高倉工芸。左奥にあるのが事務所。右奥に作業場がある
撮影=プレジデントオンライン編集部
高倉工芸。左奥にあるのが事務所、右奥に作業場がある

養豚業からの完全シフト

高倉社長は親の言いつけ通り農業の勉強を続けていたが、その一方で、父は箒作りに本腰を入れ始め、それが少しずつ売れるようになってきていた。

「ちょうど私が実家に帰ってきた時に、養豚と箒の売り上げが同じくらいだったんですよ。そこで、これからはどちらが伸びるかを話し合いました。養豚は競争が激しく、規模を拡大していかないと駄目だけど、箒は職人がどんどん少なくなり重宝がられるのではないかと」

家族会議の末、将来性があるのは箒だとなり、農業をスパッと辞めて高倉工芸を設立した。1993年のことである。

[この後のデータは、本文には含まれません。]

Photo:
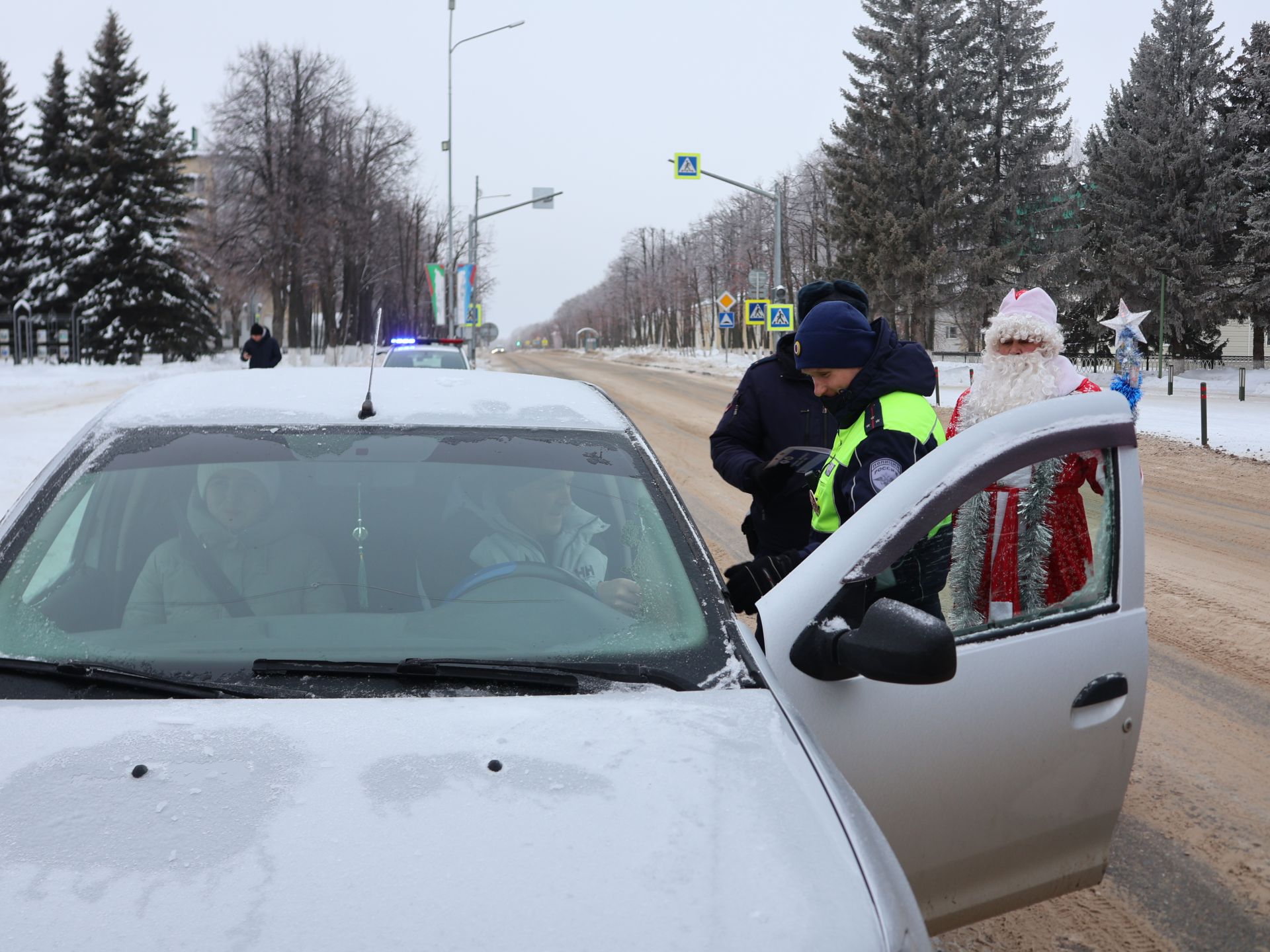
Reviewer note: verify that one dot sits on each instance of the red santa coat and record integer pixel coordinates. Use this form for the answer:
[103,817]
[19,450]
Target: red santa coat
[1070,553]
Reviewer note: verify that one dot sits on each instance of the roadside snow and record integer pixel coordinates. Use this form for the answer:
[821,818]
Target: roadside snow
[48,404]
[1234,427]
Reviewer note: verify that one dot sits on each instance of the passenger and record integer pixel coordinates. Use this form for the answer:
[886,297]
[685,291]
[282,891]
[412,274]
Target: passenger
[529,516]
[876,386]
[240,555]
[774,408]
[1023,364]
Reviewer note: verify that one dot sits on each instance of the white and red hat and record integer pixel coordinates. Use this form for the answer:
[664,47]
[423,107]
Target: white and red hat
[1032,315]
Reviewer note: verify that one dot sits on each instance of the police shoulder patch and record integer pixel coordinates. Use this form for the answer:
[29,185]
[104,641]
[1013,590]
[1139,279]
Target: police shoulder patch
[883,471]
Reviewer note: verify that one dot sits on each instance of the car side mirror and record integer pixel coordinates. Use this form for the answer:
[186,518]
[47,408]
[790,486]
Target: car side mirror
[894,643]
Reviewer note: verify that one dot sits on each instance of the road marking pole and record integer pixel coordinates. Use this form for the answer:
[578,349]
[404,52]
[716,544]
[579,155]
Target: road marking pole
[1203,414]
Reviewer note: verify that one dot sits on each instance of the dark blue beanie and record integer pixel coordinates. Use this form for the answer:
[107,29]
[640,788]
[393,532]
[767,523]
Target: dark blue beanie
[810,295]
[833,334]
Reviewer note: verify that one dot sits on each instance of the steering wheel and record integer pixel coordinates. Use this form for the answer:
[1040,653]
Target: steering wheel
[521,571]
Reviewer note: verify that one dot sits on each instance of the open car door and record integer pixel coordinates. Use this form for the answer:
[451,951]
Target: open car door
[1000,787]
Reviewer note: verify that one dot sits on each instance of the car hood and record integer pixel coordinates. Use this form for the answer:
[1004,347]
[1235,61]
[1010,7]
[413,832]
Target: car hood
[633,819]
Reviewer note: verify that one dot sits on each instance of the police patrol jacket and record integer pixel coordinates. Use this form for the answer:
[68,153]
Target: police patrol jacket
[886,424]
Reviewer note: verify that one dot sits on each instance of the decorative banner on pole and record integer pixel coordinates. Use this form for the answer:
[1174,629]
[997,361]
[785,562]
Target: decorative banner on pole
[1128,379]
[437,286]
[756,313]
[780,317]
[466,277]
[687,165]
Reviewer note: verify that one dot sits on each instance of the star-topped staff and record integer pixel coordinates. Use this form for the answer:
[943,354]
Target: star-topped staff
[1128,335]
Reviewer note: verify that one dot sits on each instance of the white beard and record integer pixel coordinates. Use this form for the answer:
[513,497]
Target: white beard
[1007,381]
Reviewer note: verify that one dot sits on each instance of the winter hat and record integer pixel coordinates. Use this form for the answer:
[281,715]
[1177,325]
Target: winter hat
[810,295]
[1028,314]
[267,473]
[833,334]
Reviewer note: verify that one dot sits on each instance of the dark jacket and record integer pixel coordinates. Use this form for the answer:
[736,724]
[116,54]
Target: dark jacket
[774,408]
[265,352]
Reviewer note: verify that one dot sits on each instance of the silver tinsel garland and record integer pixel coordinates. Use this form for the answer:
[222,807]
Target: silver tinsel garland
[1035,539]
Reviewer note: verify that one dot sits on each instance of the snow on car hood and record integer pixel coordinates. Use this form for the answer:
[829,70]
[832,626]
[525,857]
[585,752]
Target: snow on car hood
[624,820]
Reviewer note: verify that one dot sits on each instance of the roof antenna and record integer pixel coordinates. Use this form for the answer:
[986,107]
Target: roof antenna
[367,407]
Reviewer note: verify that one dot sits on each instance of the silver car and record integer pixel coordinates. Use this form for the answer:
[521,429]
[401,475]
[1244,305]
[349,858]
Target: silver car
[462,676]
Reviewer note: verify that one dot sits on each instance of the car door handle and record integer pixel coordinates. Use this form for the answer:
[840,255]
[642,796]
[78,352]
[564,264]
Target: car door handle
[1108,687]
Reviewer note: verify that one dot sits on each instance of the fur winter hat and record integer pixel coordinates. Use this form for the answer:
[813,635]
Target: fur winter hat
[1028,314]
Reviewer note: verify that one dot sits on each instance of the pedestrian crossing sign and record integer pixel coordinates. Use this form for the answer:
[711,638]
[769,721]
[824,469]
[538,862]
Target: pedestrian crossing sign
[780,317]
[687,165]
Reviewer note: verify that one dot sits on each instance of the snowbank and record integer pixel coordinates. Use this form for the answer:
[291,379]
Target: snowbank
[48,404]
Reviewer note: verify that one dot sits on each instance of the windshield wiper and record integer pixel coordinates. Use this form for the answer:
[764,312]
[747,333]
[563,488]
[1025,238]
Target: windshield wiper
[91,673]
[559,677]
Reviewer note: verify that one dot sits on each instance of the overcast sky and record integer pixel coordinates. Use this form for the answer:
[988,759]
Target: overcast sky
[591,98]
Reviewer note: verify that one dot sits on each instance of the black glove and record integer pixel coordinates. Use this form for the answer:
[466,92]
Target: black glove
[814,653]
[749,582]
[771,480]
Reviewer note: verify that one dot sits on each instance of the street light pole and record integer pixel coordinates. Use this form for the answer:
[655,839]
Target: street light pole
[451,287]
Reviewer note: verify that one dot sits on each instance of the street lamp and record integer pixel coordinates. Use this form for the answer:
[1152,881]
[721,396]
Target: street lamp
[448,146]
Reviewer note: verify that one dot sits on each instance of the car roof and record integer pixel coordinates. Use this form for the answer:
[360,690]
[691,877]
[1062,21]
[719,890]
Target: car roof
[300,397]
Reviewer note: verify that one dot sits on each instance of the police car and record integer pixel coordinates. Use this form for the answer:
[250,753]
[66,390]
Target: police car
[429,353]
[255,696]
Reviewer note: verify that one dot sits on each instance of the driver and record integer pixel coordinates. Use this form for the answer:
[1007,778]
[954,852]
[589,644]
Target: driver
[529,516]
[243,555]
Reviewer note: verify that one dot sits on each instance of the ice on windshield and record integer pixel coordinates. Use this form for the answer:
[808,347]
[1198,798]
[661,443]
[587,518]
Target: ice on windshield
[201,551]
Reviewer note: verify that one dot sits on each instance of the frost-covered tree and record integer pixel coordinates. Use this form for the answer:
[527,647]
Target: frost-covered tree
[1164,193]
[52,151]
[1020,182]
[897,161]
[15,202]
[1250,112]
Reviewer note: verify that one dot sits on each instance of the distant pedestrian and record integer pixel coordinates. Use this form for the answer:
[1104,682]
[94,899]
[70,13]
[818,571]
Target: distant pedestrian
[775,407]
[262,349]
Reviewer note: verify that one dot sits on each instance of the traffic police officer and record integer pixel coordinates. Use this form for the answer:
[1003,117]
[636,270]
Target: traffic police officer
[775,407]
[875,386]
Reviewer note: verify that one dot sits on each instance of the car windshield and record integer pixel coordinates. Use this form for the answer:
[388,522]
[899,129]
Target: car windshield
[444,358]
[198,553]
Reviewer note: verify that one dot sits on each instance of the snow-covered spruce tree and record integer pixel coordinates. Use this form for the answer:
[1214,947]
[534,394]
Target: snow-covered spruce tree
[1250,112]
[15,198]
[171,301]
[52,150]
[897,163]
[1021,187]
[1164,193]
[139,287]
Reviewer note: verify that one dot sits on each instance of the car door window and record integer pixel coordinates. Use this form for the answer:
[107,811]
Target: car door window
[1038,543]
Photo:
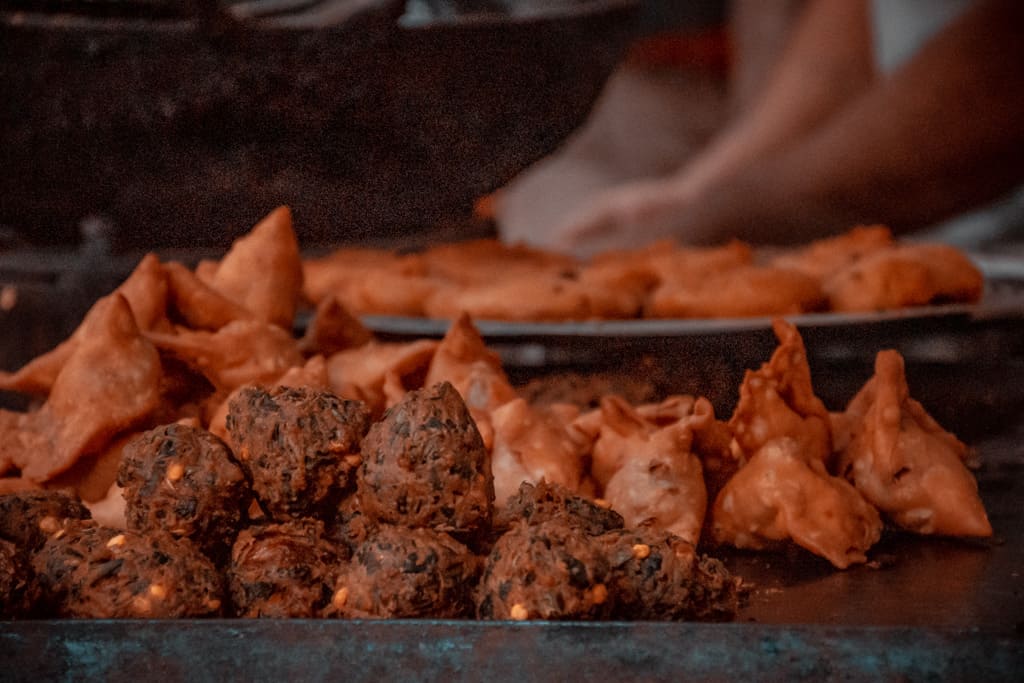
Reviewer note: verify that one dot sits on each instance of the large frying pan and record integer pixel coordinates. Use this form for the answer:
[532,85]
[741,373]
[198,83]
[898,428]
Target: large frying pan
[182,123]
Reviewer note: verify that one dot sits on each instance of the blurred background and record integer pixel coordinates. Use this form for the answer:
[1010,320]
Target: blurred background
[180,124]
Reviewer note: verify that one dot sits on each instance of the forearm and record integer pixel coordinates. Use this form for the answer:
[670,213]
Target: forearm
[942,135]
[826,63]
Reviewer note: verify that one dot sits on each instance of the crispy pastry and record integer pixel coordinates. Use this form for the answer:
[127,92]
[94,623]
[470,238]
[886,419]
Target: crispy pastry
[777,400]
[363,373]
[741,292]
[649,474]
[823,258]
[110,384]
[905,275]
[262,271]
[904,463]
[781,495]
[530,444]
[239,353]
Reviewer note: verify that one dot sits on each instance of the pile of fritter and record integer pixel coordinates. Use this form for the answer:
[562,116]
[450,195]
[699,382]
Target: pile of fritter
[309,509]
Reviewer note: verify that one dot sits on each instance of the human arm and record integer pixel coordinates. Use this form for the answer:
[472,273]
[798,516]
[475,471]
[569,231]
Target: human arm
[942,134]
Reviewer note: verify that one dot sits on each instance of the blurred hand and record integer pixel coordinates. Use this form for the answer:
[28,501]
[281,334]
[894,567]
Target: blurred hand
[628,216]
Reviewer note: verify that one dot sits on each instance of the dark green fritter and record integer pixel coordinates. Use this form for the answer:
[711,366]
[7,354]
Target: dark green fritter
[28,518]
[299,446]
[539,503]
[657,575]
[551,570]
[407,573]
[425,466]
[185,481]
[18,590]
[102,572]
[285,569]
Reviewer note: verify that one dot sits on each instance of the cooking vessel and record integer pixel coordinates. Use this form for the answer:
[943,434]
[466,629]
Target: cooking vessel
[181,124]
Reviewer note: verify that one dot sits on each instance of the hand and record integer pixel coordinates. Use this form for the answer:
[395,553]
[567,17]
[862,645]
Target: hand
[628,216]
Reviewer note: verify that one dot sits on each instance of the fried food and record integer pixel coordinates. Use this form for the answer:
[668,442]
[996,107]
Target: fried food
[475,261]
[407,573]
[262,271]
[777,400]
[905,464]
[424,465]
[333,329]
[100,572]
[463,359]
[312,375]
[361,373]
[284,570]
[300,447]
[28,518]
[538,503]
[199,304]
[741,292]
[537,297]
[110,383]
[781,495]
[550,570]
[649,474]
[656,575]
[185,481]
[905,275]
[328,275]
[532,444]
[18,591]
[145,293]
[387,293]
[822,258]
[239,353]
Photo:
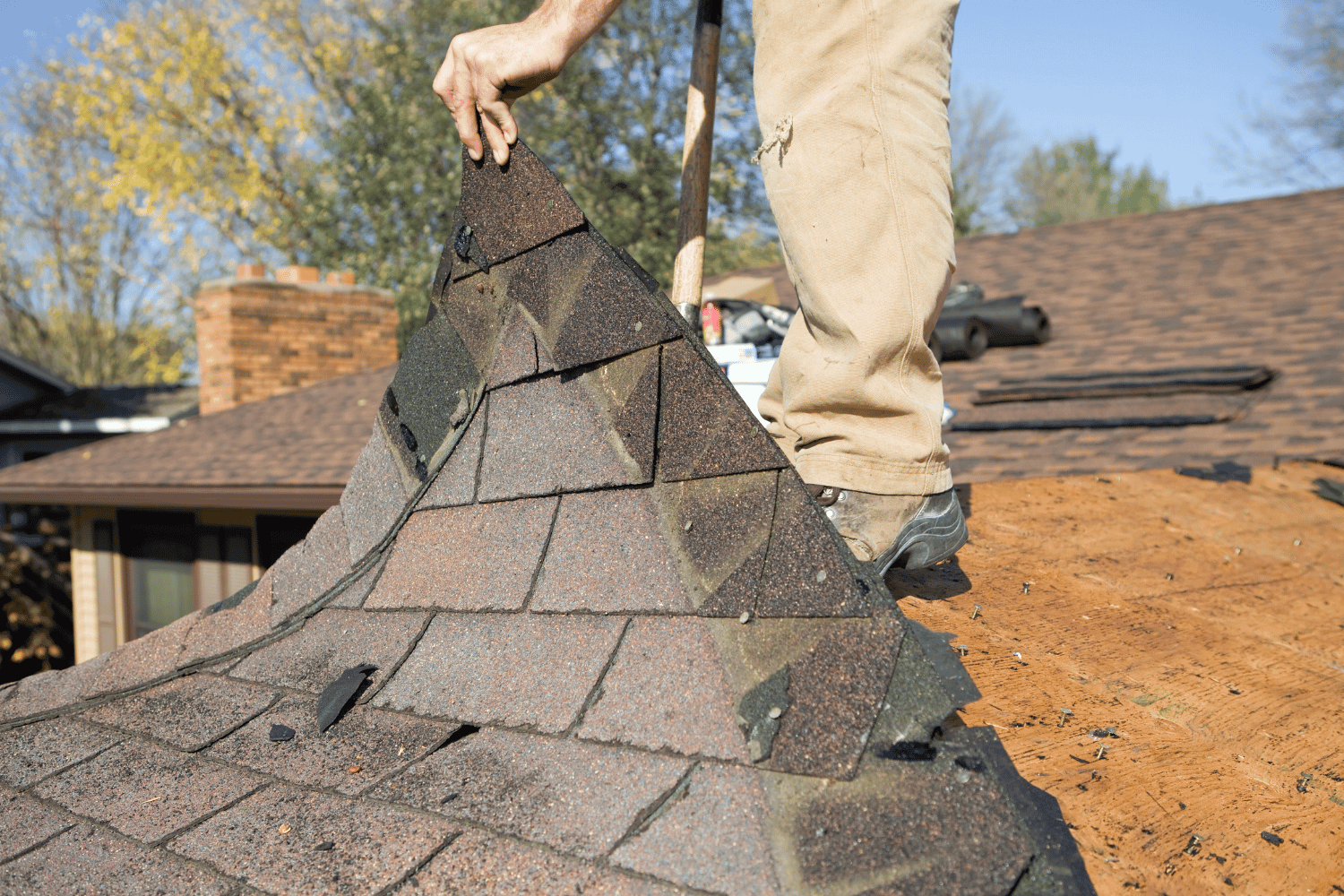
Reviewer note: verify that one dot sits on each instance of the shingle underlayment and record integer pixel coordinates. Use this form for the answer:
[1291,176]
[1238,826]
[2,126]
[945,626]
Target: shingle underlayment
[618,649]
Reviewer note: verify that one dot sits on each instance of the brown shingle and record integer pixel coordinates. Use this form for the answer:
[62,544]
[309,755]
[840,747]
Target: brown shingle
[273,841]
[190,713]
[147,791]
[575,797]
[510,669]
[500,543]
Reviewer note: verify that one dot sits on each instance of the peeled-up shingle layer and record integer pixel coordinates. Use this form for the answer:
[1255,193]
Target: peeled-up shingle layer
[599,640]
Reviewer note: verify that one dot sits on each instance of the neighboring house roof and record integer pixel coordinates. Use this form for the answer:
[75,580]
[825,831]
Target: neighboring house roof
[289,452]
[580,627]
[1255,284]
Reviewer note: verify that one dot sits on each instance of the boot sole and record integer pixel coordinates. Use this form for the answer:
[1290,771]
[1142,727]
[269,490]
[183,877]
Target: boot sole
[935,533]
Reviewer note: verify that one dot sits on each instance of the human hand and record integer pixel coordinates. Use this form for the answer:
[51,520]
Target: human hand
[487,70]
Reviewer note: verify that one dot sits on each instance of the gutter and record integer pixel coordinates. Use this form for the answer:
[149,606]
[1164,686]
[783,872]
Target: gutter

しばらくして商品ブランド名を「南部箒」に。今までは「絨毯箒」や「魔法の箒」といった呼称で販売していたが、客にとってはどこで作ったものかが分からない。

「私が東京、大阪、名古屋などへ販売に行くようになり、岩手で作っている箒だとアピールしたほうがいいと感じました。とはいえ、『岩手箒』よりは、南部鉄器や南部せんべいといった有名品も既にあるから、『南部箒』にしたのです」

こうして南部箒は九戸村の工芸品ブランドとして、世に出回ることとなった。